Usually it takes one year to adopt a child from Bulgaria, but after getting doctors and congressmen involved, the Ortmans were able to take Benal home in six months.

"It was worse than being pregnant, because with Benal, we were afraid she wouldn't make it," Katie said.

Now, a bouncy 6-year-old first-grader, Benal is still the darling of her school, wherever she goes, the Ortmans said.

"That was her mode of survival in the orphanage," Brad said. "They had her in a high chair, so no one would bump her lesion. She couldn't reach anything, so she had to charm everyone to get what she wanted."

A few years later, the Ortmans returned to Bulgaria to take photos of orphans to post on the Internet.

"When we adopted Benal, we were able to look at photos of orphans on the Internet, but then they stopped doing that," Brad said. "We wanted to do something to help these kids get adopted."

When they went back to Bulgaria, Katie said, they had not intention of adopting another child, but when they saw Nikki, they couldn't leave her.

"She was in a room by herself and she couldn't see or hear," she said. "She just laid there and screamed."

"What would you do if you were like that for two-and-a-half years?" Brad said.

The Ortmans said she had one toy in the room and her diaper was changed once a day. When they were able to take her home a year later, they worried about taking her on the airplane, and how long it would be before they saw her smile.

"After a few minutes on the airplane, she was smiling and laughing," Brad said. "Her whole life she had been stuck in a room by herself. On the airplane there was so many things to take her attention."

When they first brought her home, one side of Nikki's head was flat, because she would lay in the same position for hours at a time.
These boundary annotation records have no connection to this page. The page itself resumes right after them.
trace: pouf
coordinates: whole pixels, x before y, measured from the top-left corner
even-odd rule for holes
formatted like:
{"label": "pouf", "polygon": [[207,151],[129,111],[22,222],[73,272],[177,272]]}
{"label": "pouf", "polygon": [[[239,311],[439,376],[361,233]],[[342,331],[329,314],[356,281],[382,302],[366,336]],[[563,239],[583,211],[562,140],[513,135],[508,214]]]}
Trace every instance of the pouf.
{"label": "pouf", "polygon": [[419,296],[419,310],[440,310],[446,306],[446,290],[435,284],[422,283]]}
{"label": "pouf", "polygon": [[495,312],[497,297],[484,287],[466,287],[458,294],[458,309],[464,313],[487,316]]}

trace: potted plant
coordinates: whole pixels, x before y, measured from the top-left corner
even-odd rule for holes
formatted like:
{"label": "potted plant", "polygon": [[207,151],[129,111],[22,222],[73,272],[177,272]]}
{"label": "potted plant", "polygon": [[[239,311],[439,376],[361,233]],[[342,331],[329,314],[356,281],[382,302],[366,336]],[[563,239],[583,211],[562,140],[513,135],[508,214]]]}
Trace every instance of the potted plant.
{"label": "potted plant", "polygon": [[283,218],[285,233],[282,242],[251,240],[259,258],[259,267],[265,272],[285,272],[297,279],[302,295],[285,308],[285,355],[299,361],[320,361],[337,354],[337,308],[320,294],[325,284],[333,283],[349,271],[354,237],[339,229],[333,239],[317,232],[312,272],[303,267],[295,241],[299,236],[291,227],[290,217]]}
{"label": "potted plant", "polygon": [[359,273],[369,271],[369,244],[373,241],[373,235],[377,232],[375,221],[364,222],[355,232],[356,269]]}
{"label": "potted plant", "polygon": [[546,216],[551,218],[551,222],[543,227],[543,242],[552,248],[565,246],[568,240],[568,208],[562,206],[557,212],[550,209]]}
"Now we lose her in the house, she crawls so fast," Brad said.

Both Benal and Nikki are in wheelchairs, but both of them have physical therapy sessions to help them exercise their leg muscles. Benal has no sensation in one leg from the knee down and no sensation in the other leg from the hip down. Nikki has no sensation at all in one leg, but the other leg is fine.

Although both girls do not use their legs, they are actively involved in several activities. Each week, Benal attends a gymnastics class, where she has learned to "flip" out of her chair, a skill she is very proud of.

"She's a typical kid, but her legs don't work," Katie said. "Sometimes, I'm not sure she knows anything is wrong with her."

Katie said sometimes it is challenging to communicate with Nikki, but she "blossoms every day."

"We're not sure how much she hears, if at all," she said. "Her vision is far-sighted, which is hereditary."

Brad said although his children have physical disabilities, "they are still kids."

"It's a miracle these kids survived as long as they did," he said.

The most difficult thing both families have had to get used to is altering activities for their children. Kersh-Fletcher said when her family goes somewhere, they have to think about how much walking they have to do, because Nick tires easily. When the Ortmans go places, they need to consider wheelchair accessibility and handicap parking.

"The biggest change is how to get the chairs where they need to go and where to park," Brad said.